The recent Court of Appeal decision in Spielplatz Ltd v (1) John Pearson (2) Maureen Pearson  EWCA Civ 804 has provided a reminder of the established principles of annexation in considering whether a chalet which had been constructed on the tenant’s land constituted a chattel or a separate dwelling house under Section 1 of the Housing Act 1988 (the Act).
Spielplatz Ltd was the freehold owner of a naturist resort which leased plots of land to its members. The original intention was that the members would place a caravan or pitch a tent on the plot, which the member would own. Over time, many members constructed chalets or cabins on these plots.
On 14 August 1992, Spielplatz granted an annual tenancy of the plot to the Defendants, including the chalet which the Defendants purchased from the previous tenants. Between 2008 and 2012, the Defendants carried out some improvement works to the chalet and later began to live in the chalet permanently.

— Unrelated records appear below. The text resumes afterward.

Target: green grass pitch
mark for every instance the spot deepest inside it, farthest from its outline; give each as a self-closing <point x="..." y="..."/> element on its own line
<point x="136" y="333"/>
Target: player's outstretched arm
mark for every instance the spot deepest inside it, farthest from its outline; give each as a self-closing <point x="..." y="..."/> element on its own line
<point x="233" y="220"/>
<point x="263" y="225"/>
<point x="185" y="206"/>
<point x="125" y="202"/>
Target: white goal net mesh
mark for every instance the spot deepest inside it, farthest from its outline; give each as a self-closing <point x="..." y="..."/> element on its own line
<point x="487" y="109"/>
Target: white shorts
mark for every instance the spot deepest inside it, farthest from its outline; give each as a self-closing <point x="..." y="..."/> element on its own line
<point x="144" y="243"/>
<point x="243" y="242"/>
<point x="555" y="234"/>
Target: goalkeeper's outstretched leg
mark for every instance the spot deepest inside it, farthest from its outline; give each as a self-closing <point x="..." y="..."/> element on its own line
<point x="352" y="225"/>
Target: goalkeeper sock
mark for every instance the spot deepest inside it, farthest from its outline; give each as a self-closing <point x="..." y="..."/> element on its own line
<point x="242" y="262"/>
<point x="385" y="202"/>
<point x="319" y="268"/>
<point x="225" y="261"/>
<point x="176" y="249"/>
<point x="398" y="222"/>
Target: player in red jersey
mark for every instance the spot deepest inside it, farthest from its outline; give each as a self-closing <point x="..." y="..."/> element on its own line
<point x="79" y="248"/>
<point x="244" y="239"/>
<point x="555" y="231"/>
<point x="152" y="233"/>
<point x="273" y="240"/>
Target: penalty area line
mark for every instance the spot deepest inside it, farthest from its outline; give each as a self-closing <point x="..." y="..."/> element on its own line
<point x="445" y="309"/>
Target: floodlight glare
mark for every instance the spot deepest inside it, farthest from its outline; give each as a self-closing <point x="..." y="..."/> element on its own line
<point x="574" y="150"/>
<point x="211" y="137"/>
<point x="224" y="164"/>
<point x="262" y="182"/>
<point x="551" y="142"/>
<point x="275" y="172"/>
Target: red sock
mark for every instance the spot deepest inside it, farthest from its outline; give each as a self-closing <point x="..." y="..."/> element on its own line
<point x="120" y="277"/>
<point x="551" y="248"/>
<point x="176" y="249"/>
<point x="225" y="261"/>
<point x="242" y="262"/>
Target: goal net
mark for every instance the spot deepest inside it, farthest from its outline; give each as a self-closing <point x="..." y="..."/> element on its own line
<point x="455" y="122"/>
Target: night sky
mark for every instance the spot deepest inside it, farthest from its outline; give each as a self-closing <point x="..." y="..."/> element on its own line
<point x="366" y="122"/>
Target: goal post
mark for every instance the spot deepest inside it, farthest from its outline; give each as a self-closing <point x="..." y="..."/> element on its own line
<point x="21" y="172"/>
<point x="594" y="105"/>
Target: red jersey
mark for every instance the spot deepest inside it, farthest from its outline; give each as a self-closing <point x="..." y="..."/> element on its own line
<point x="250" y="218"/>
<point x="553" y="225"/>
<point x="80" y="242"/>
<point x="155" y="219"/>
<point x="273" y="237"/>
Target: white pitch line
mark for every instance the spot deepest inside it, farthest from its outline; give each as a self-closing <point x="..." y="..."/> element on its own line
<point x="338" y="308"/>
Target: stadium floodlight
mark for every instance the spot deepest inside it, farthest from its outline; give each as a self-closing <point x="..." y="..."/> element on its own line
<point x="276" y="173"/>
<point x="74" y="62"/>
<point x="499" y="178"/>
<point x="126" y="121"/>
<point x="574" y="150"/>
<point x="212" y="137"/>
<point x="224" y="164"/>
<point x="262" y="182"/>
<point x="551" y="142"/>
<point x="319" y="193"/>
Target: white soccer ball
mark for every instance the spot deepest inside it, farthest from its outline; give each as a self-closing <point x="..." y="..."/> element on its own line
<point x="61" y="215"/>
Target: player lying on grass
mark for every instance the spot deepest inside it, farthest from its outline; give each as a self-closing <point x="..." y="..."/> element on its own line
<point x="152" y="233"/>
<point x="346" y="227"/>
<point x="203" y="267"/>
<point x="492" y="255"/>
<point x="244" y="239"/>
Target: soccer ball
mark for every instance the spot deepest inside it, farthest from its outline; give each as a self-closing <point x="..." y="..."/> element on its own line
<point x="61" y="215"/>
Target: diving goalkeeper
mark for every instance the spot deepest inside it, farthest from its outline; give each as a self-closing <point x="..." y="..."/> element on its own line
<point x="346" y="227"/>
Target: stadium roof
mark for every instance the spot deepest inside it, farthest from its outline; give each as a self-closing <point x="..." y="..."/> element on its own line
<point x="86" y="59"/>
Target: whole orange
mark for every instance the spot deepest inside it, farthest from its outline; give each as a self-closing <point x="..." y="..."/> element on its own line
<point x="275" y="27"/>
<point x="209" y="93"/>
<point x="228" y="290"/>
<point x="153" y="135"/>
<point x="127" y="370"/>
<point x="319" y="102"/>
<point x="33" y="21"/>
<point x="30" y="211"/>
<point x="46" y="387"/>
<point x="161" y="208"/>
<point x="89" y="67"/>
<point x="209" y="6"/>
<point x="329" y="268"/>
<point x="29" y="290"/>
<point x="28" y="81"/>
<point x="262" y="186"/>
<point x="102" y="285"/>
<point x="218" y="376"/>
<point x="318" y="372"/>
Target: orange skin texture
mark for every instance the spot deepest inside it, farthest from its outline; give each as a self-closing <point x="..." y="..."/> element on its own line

Spielplatz sought to serve a six-month notice to quit on the Defendants which was disputed by the Defendants on the basis that the 1992 tenancy was an assured tenancy under the Act.
The County Court, in applying the principles in Elitestone Ltd v Morris , held that:
- As a matter of fact, the chalet was incapable of being moved except by destruction, and it was annexed to the mains water and electricity. The chalet was therefore part and parcel of the plot;
- The chalet therefore constitutes a separate dwelling house for the purposes of the Act and is accordingly an assured tenancy; and
- The parties’ shared belief that the Defendants owned the chalet was irrelevant.
The issue of whether the 1992 tenancy was protected under the Act was dependent entirely upon whether the chalet was a chattel.
On appeal, Spielplatz sought to argue that:
- The County Court Judge had failed to consider and attach proper weight to the relevant intention of the parties and the purpose for which the chalet was annexed to the plot;
- In any event, the 1992 tenancy only extended to the soil of the plot, so at most the Defendants had been given a gratuitous licence to occupy the chalet; and/or
- The 1992 tenancy was excluded from the protection of the Act on the basis that it was only a holiday letting.
The Court of Appeal upheld the County Court’s decision and found that it was correct to conclude on the evidence that the chalet was part and parcel of the plot when the 1992 tenancy was granted. In respect of the grounds of appeal argued by Spielplatz, the Court of Appeal held as follows:
- The parties’ subjective intentions are irrelevant. The question was whether the chalet formed part and parcel of the plot. Following the guidance in Elitestone v Morris, the findings that the chalet was immovable except by destruction led to the conclusion that the chalet formed part of the plot.
- The argument in respect of the licence to occupy was merely an attempt to avoid the consequences of the 1992 tenancy being protected under the Act.
- The 1992 tenancy was an annual tenancy and the Defendants were able to occupy the chalet all year round. It could not, therefore, be a holiday letting.
This case serves as a useful reminder of the principles of annexation and the potential consequences for the parties of attracting protection under the Act.
In particular, it highlights that the subjective intentions of the parties are not relevant to the finding of whether something is part and parcel of the land; it is the purpose which is served by the object which has to be regarded (see Melluish v BMI (No 3) ).
In this case, the result is that, whilst possession proceedings can still be pursued by Spielplatz, the requirements of the Act, and the necessary grounds, must be complied with. Outside the scope of this case, there are wider consequences of annexation which must also be considered, including the passing of objects to purchasers on a property sale and the tenant’s rights and obligations at the end of a lease term.